Kelly's Eye is a British adventure comic strip. It first appeared in Knockout in 1962, moved to Valiant in 1963, and lasted until sometime in 1974. The strip was revived in 2000 AD in 1991–1993. Tim Kelly possesses a jewel, the Eye of Everlasting Life, which protects him from death by granting him invulnerability.

== Publication history ==
Kelly’s Eye was published in Knockout from 21 July 1962 to 16 February 1963, and in Valiant (which absorbed Knockout) from 23 February 1963 to 18 May 1974. Scripts were by Tom Tully and the art was initially by Francisco Solano López. From 20 October 1962, Tom Kerr took over the art chores until the penultimate issue of Knockout, with Mike Western filling-in for the final issue. Following the merger with Valiant, the art was once more largely by Solano López, although Tom Kerr filled-in on several occasions. A number of the strips were subsequently reprinted in Vulcan in 1975–1976.

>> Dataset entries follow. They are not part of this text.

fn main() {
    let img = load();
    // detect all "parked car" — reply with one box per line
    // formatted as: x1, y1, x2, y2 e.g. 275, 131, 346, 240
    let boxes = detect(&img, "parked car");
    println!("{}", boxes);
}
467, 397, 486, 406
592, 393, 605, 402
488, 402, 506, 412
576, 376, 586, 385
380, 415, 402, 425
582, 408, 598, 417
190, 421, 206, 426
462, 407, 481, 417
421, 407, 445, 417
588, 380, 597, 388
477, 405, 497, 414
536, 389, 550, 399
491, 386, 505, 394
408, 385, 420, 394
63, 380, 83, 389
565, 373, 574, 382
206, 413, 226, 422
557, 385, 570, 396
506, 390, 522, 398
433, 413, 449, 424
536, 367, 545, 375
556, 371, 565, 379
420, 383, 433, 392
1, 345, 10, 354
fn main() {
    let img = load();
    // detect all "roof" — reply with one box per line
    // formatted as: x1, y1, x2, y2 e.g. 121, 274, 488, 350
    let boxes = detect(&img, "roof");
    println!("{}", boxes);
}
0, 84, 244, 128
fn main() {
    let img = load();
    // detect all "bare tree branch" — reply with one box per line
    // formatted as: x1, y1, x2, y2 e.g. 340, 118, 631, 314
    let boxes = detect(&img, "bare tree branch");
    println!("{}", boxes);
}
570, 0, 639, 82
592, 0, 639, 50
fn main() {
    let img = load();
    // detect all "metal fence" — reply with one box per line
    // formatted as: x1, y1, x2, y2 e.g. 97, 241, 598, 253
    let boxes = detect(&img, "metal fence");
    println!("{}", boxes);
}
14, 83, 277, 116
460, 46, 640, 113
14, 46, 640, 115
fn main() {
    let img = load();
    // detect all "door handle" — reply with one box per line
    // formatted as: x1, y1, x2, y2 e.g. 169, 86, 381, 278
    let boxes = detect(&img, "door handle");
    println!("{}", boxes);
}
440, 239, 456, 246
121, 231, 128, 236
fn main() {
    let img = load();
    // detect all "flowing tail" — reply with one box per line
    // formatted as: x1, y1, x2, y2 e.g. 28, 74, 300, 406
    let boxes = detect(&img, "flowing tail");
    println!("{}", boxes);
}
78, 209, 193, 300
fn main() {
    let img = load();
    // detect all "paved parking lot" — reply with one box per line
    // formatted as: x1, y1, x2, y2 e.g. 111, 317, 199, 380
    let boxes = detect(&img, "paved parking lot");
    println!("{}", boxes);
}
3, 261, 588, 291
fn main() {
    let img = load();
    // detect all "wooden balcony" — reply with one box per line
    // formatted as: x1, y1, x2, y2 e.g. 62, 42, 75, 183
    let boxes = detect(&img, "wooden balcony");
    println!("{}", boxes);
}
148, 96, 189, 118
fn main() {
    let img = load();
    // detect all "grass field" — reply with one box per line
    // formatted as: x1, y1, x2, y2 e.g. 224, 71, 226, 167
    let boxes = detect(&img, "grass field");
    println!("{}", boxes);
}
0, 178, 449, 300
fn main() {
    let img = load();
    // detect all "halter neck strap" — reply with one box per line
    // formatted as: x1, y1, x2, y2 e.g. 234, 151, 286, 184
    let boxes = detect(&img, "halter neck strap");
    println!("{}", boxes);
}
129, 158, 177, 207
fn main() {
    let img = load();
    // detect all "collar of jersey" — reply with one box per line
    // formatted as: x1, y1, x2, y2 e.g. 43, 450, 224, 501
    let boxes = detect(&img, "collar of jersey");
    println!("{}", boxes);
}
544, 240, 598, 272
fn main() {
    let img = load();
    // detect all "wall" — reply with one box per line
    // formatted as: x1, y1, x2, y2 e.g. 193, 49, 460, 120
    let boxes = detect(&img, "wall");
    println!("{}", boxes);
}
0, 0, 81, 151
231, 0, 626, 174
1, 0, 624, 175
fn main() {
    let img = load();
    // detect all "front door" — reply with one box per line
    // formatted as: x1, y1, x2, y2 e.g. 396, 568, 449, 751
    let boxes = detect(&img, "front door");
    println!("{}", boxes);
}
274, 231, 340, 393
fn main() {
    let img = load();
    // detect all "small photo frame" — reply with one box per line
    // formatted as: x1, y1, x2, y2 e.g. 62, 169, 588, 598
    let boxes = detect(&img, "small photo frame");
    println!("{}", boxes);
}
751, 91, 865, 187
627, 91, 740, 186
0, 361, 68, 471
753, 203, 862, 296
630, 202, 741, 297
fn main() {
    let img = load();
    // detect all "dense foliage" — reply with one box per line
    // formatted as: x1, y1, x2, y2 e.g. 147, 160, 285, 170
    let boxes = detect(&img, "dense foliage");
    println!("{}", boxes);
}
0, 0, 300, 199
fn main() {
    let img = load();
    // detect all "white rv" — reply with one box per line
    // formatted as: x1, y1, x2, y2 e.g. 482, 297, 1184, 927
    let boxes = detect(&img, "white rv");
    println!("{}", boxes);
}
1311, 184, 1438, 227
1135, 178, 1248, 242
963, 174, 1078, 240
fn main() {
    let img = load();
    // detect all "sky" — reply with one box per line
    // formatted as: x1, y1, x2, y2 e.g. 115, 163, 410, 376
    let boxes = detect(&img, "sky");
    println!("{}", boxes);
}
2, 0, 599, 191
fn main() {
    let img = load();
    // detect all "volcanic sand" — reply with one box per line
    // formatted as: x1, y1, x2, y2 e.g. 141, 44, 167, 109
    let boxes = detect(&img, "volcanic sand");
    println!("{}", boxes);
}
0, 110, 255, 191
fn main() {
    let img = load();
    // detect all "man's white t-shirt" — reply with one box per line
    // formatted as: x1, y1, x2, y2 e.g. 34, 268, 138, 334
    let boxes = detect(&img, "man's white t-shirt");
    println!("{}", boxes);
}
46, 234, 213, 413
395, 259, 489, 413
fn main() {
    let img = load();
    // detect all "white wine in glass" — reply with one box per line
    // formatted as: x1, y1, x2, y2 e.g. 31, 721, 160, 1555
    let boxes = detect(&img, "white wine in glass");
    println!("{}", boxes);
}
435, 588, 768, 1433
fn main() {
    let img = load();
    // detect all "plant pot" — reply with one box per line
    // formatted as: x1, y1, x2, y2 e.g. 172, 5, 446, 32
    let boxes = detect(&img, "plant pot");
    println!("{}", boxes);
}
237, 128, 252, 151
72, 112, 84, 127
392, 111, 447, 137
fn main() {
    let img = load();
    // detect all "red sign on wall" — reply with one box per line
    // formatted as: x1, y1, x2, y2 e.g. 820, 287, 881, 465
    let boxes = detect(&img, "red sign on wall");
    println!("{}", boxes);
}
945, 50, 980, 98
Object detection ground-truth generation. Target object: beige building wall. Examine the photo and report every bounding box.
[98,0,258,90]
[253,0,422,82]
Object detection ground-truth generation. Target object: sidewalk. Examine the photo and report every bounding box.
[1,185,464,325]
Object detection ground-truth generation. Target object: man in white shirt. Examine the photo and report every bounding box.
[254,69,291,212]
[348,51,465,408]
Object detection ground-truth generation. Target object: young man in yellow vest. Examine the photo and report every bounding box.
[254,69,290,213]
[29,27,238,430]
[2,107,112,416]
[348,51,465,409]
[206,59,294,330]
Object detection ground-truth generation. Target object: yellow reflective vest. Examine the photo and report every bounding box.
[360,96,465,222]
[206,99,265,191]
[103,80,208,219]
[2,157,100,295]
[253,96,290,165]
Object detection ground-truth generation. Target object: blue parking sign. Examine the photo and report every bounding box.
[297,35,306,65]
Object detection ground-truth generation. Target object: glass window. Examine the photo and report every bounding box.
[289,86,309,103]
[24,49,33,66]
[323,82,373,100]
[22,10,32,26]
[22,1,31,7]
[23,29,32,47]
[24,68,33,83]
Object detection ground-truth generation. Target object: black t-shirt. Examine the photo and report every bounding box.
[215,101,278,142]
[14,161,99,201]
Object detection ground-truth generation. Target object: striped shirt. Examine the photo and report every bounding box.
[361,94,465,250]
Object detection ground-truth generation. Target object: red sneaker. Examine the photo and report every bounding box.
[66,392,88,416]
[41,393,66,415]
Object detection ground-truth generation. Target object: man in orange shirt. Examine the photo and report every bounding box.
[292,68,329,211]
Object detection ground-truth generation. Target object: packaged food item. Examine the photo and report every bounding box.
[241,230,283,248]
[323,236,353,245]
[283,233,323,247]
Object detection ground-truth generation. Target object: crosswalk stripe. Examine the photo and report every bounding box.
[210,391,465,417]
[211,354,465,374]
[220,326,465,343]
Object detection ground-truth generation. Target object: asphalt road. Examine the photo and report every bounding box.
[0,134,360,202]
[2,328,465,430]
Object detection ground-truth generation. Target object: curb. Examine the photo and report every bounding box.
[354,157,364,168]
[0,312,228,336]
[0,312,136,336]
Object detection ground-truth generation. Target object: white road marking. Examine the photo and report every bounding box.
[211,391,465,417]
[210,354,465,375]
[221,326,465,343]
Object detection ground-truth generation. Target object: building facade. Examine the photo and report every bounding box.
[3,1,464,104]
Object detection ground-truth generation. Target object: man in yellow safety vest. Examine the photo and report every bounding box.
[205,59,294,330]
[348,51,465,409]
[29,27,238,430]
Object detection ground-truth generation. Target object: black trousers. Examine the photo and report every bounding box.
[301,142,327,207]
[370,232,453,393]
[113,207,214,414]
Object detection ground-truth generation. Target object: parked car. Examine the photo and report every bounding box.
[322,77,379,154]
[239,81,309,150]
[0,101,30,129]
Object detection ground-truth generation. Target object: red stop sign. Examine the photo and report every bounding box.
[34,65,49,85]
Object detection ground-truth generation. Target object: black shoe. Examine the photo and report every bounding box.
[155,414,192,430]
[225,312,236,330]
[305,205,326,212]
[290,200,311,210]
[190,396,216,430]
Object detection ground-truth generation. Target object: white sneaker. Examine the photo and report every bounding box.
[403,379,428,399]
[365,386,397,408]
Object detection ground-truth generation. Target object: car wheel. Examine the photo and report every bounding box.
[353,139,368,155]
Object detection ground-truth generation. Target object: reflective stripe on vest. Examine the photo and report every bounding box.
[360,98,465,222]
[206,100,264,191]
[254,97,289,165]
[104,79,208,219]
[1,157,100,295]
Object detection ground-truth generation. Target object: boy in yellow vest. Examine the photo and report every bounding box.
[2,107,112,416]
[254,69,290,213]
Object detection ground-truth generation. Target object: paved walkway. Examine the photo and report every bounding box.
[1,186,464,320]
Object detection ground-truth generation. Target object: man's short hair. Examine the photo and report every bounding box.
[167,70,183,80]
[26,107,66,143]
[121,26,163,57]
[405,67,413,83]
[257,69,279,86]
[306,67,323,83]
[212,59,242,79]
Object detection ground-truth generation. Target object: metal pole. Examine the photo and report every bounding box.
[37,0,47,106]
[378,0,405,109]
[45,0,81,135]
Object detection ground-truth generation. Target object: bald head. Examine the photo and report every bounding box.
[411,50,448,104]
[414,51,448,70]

In 1991, the character was revived by the creative team of Alan McKenzie, Brett Ewins, and Zac Sandler, in 2000 AD's Universal Soldier strip, running until 1993, when the publishers realised they no longer had the IPC rights to the character. Before then, in April 1992, a 2000 AD Action Special featured six strips reviving classic British comics characters; of these only Kelly's Eye also had appeared in 2000 AD proper.

In the 2005–2006 limited series Albion, the Eye of Zoltec is shown to have been in the possession of the British Prime Minister since the time of Margaret Thatcher.

== Fictional character biography ==
Englishman Tim Kelly was in South America to claim a fortune left by a deceased uncle. He saves the life of an old man, who in gratitude takes him to the Temple of Zoltec, where Kelly receives the gem known as the Eye of Everlasting Life or the "Eye of Zoltec". As long as Kelly wears the gem around his neck, he has superhuman powers, including invulnerability and certain mental powers (including total recall).

Kelly uses his powers to become an adventuring hero, some of which involve battling his arch-enemy, Diablo, wielder of his gem's twin, the "Left Eye of Zoltec".

Later, Kelly is joined by Doctor Diamond, an Edwardian frock coat-wearing inventor who journeys through time and space with the aid of his "Time Clock".

== In popular culture ==
An analogue of Tim Kelly, "Tom Rosetta", owner of the "Rosetta Stone", is one of the characters killed by The Fury during Alan Moore and Alan Davis' run on Captain Britain.

Similarly, Helen Morgan of Paul Grist's Jack Staff series wears the "Valiant Stone" around her neck, which grants her similar powers to Kelly.